Le commissaire peut-il s'exprimer sur sa compétence et sur la norme de contrôle?

[38]            Le commissaire voudrait s'exprimer sur la compétence de la Commission. Son avocat reconnaît que le caractère raisonnable ou non de sa décision de ne pas se récuser, un aspect que l'on pourrait rattacher généralement à la compétence, ne fait pas intervenir la compétence au sens que la jurisprudence donne à ce mot.

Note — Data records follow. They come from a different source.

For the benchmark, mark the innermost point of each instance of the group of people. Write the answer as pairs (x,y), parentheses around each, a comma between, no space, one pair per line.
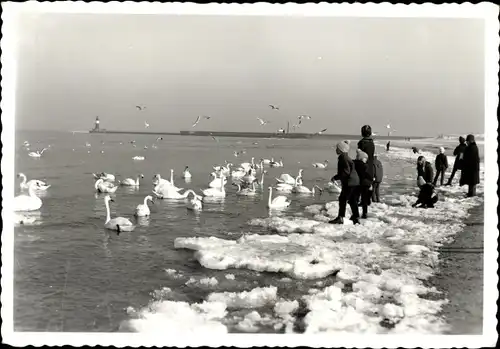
(467,161)
(361,178)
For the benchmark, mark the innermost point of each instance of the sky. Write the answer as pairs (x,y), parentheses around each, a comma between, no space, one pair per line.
(424,76)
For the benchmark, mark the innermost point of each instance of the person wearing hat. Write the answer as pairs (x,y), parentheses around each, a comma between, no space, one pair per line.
(348,177)
(367,145)
(470,169)
(425,198)
(441,166)
(459,158)
(424,169)
(365,180)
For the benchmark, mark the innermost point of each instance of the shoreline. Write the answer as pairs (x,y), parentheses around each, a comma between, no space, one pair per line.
(460,276)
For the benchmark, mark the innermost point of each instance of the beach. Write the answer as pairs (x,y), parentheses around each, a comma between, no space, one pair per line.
(234,267)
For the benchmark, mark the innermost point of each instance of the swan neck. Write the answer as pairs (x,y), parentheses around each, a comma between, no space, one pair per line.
(108,216)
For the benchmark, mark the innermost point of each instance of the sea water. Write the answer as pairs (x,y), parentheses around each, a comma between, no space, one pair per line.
(235,266)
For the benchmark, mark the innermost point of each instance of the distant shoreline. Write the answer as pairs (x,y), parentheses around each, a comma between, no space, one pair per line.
(249,134)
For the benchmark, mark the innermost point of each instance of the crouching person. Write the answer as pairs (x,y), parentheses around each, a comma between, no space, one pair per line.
(426,199)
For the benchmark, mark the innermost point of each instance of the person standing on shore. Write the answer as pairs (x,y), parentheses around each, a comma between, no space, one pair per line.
(441,166)
(347,175)
(365,180)
(378,175)
(459,158)
(470,169)
(367,145)
(424,169)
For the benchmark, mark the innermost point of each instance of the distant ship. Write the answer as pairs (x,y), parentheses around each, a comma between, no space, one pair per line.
(96,128)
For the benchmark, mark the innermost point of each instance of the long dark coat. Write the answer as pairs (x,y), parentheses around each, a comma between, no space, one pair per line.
(470,165)
(366,144)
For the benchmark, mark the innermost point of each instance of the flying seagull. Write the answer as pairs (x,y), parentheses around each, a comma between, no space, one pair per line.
(262,122)
(198,119)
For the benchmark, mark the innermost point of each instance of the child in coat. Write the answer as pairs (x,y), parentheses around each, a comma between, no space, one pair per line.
(441,166)
(378,174)
(425,197)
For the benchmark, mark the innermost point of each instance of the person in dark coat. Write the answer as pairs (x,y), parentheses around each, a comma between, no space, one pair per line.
(424,169)
(425,196)
(365,180)
(441,164)
(347,175)
(378,174)
(470,166)
(366,145)
(459,158)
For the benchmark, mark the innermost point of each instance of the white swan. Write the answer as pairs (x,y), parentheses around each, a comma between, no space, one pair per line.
(195,203)
(157,180)
(246,191)
(29,202)
(38,184)
(108,177)
(216,182)
(301,189)
(186,174)
(22,219)
(276,164)
(277,202)
(285,178)
(130,182)
(172,180)
(216,192)
(119,223)
(171,193)
(104,187)
(142,210)
(323,164)
(333,187)
(37,154)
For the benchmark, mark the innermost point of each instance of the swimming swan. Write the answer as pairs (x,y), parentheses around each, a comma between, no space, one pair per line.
(142,210)
(277,202)
(246,191)
(323,164)
(29,202)
(38,184)
(119,223)
(195,203)
(216,192)
(37,154)
(104,187)
(186,174)
(131,182)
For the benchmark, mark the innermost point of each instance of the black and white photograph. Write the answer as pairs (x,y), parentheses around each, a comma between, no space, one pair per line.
(249,175)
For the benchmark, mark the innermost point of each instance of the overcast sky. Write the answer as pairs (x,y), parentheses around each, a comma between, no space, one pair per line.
(424,76)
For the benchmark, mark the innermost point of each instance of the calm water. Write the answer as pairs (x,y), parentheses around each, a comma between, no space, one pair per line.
(73,275)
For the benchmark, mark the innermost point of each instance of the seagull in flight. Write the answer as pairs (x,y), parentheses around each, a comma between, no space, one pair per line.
(262,122)
(198,119)
(320,132)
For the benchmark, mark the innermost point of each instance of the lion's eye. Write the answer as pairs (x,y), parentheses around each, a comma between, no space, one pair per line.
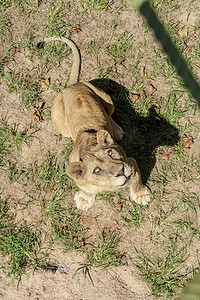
(110,153)
(97,170)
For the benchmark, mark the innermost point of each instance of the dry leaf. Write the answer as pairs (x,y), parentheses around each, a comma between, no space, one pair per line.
(75,29)
(143,71)
(36,3)
(119,206)
(108,8)
(150,89)
(113,69)
(142,95)
(133,96)
(45,84)
(189,142)
(184,136)
(185,31)
(168,154)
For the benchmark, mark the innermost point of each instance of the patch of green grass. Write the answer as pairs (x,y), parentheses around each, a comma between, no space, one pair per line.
(164,273)
(46,176)
(120,49)
(11,139)
(105,253)
(95,4)
(135,215)
(19,243)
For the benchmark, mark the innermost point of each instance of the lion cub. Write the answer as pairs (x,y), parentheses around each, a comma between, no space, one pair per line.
(97,163)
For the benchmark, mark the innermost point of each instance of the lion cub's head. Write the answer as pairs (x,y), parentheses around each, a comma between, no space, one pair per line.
(102,167)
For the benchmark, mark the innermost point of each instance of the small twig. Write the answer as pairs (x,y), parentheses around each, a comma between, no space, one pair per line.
(54,267)
(4,187)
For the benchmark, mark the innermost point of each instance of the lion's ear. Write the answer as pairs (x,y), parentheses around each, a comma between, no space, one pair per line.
(76,170)
(104,138)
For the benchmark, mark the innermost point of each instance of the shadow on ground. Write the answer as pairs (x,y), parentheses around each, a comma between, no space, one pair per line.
(143,134)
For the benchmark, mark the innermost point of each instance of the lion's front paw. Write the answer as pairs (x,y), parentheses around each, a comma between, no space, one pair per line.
(84,201)
(141,197)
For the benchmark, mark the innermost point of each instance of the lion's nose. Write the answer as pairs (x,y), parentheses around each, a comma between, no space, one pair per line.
(121,172)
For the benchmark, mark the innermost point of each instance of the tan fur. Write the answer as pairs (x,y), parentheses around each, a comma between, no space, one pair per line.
(97,163)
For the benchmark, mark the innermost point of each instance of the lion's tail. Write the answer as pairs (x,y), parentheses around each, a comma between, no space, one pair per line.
(76,59)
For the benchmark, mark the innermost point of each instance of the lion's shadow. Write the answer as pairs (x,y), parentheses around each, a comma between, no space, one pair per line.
(142,134)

[39]            L'avocat du demandeur est d'avis qu'il n'y a aucune question de compétence sur laquelle le commissaire puisse s'exprimer. La question du « caractère raisonnable » de la décision, question que la Cour suprême a exposée dans l'arrêt Paccar, précité, note 4, et sur laquelle un office ayant des connaissances spécialisées peut s'exprimer en tant qu'intervenant, n'est pas pertinente ici. Si je comprends bien sa position, il se réfère à la jurisprudence selon laquelle l'analyse de la norme de contrôle n'intervient pas dans une question d'équité procédurale, selon les propos tenus par le juge Binnie dans l'arrêt Syndicat canadien de la fonction publique (SCFP) c. Ontario (Ministre du Travail), [2003] 1 R.C.S. 539, au paragraphe 100.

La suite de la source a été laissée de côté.